Nitro Components
Nitro’s core purpose is to answer questions that business stakeholders are asking of commercial data. To do this, Nitro must gather lots of data into one central location, then aggregate, combine, and enrich this data so business intelligence can be generated to answer these questions.
The general lifecycle of data in the Nitro universe starts with a source provider or source system. This data enters Nitro through a connector. Depending on the source, whether it is an application platform, a syndicated third-party data asset, or simply an important spreadsheet, a specific type of connector is used to load the data into Nitro.
Once data is loaded into Nitro, cleansing, data model instantiation/manipulation, history tracking, data aggregation, and general data enrichment processes are executed. Nitro is divided into specific conceptual layers, where each is responsible for a particular type of data processing.
The final form of the data within Nitro exists in the reporting layer, which allows business intelligence tools, including Nitro Explorer, to access it.
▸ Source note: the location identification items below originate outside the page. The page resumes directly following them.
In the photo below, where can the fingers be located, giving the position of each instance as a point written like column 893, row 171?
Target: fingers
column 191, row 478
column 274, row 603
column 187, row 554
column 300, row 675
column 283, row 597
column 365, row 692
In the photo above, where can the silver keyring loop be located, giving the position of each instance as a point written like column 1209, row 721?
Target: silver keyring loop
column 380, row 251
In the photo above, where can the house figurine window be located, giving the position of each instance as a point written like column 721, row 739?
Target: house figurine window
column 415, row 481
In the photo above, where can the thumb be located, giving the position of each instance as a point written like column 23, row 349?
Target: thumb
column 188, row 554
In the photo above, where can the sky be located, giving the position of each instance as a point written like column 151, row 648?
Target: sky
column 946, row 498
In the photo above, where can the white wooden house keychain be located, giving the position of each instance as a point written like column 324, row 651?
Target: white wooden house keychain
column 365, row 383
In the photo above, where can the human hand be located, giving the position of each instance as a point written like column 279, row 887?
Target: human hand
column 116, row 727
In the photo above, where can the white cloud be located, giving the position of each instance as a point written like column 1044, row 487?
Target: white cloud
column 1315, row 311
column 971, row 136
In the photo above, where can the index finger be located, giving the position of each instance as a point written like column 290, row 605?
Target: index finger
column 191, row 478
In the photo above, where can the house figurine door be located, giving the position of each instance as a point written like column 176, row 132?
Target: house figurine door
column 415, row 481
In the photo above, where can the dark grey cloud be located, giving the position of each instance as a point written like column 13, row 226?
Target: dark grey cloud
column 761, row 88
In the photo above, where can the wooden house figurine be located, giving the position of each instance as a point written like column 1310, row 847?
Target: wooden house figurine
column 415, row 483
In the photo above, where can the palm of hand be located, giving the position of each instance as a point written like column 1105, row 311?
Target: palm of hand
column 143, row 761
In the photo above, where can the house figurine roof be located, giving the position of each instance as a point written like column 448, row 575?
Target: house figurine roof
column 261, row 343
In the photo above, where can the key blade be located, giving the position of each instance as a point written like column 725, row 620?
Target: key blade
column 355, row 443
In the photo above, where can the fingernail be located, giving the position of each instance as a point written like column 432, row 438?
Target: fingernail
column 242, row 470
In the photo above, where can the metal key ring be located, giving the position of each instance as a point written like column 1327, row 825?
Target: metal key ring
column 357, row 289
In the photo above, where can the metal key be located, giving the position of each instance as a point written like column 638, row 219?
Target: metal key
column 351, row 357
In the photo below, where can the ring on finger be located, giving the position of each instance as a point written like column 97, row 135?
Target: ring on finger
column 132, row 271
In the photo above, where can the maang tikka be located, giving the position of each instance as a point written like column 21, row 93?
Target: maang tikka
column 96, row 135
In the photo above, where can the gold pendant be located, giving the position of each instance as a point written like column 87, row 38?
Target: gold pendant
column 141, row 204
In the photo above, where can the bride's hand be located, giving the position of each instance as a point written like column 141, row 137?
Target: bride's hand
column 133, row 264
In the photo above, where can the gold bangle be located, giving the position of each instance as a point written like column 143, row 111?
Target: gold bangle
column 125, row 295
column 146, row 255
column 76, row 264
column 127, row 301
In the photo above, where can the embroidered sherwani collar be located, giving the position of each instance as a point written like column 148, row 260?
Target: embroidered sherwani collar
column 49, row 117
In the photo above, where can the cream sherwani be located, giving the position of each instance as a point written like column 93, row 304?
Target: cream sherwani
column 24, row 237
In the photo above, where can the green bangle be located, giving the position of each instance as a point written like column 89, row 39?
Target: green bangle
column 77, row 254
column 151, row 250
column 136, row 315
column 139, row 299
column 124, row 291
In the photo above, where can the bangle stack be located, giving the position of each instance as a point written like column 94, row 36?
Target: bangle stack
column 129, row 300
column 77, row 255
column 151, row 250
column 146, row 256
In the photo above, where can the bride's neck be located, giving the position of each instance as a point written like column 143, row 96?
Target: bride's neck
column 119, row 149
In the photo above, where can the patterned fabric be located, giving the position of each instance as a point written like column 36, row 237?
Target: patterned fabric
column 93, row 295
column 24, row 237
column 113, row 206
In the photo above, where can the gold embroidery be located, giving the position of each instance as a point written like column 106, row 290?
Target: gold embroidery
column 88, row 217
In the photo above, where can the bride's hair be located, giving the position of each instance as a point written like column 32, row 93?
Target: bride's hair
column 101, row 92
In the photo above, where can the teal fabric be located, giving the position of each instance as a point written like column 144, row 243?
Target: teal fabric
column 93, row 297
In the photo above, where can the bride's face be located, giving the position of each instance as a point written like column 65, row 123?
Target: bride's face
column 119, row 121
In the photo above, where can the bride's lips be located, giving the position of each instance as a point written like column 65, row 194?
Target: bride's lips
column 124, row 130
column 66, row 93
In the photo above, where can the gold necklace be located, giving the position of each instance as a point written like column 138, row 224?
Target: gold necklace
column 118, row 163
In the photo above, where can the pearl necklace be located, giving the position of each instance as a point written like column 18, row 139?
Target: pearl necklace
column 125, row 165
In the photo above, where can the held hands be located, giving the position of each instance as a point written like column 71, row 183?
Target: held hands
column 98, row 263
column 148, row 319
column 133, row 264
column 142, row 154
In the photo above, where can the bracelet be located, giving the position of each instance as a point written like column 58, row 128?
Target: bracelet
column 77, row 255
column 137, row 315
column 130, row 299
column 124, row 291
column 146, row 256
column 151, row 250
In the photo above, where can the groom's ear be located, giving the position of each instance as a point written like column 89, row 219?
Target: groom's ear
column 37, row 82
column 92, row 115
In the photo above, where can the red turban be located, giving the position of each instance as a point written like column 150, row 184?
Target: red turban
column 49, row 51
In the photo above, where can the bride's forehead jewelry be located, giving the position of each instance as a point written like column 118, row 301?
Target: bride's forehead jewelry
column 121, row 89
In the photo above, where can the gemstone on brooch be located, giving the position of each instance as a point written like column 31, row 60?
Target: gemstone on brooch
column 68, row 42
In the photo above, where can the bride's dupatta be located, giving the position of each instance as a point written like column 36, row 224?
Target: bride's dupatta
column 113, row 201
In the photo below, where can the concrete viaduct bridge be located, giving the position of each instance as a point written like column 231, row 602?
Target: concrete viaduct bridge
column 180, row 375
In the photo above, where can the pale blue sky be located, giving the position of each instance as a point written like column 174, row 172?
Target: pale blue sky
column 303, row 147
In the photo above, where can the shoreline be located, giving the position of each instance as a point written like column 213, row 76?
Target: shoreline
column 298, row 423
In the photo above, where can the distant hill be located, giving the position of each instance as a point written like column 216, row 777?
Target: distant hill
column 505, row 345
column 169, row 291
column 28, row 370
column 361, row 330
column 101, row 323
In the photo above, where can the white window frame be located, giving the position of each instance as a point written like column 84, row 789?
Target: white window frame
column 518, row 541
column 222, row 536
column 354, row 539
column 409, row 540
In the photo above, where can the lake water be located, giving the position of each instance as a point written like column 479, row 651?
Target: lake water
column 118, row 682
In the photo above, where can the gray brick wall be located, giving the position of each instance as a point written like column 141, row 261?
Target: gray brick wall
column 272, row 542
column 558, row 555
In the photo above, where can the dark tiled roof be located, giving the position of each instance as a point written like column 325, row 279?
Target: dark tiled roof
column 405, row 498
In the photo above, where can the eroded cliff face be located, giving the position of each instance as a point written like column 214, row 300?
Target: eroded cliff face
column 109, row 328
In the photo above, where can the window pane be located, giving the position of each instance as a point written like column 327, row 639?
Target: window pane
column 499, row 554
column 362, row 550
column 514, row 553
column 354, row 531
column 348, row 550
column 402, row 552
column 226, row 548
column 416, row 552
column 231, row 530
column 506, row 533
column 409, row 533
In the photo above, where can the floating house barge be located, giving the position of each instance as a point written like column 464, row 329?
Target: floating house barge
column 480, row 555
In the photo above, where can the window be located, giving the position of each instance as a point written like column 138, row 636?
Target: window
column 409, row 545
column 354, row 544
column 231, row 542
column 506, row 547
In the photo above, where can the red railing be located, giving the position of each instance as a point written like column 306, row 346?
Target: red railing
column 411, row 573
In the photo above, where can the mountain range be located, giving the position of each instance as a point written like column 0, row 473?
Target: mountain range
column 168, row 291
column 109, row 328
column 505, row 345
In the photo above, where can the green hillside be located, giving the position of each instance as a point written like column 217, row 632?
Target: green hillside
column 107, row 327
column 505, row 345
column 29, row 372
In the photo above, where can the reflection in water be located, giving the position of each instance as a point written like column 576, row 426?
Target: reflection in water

External tools can pull data from the Nitro reporting layer into their own database for visualization and further analysis. Veeva CRM MyInsights is one of the key consumers of Nitro data. Nitro has a direct integration with each Veeva CRM mobile platform so Nitro data can be synced down and accessed in a disconnected state via the MyInsights platform.
Nitro Cluster
Nitro customers are provisioned a Nitro cluster. A cluster is the top-most architectural concept. All other components live within the cluster. A Nitro administrator accesses the Nitro Cluster by navigating to the Nitro Admin Console. From the console, an administrator can view the overall health of the Nitro Cluster and can look into individual Nitro Instances to view details.
Nitro Instances
A Nitro Instance is a virtual wrapper around the data and metadata. Nitro instances are physically and logically separated from one another according to their function. A Nitro instance is the next level down from a Nitro Cluster in the architecture. There are many Instance types.
Nitro Instance Types
- Production Instance - The production instance represents the data and processes available to your end users
- Test Instance - The Test instance is similar to the production instance and serves as the final integrated testing group for changes prior to deployment of those changes into production
- Dev Instance - The Dev instance is a sandbox used by developers and data-level administrators to experiment and build new functionality
Nitro Instance Database Components
- Database - Each Nitro Instance is attached to a single Redshift database
- Schemas - Schemas are logical groupings of tables and fields. Each database within an instance contains one or more schemas.
Nitro Connectors
Data and metadata from external sources are integrated into the Nitro ecosystem using Connectors. Nitro supports the following connector types:
- Intelligent Sync Connector Library - Pre-built connectors to other application platforms to import both metadata and data automatically into Nitro. Changes in the external data structures are propagated automatically into Nitro without any development effort required. An example of this type of connector is the Veeva CRM Intelligent Sync Connector.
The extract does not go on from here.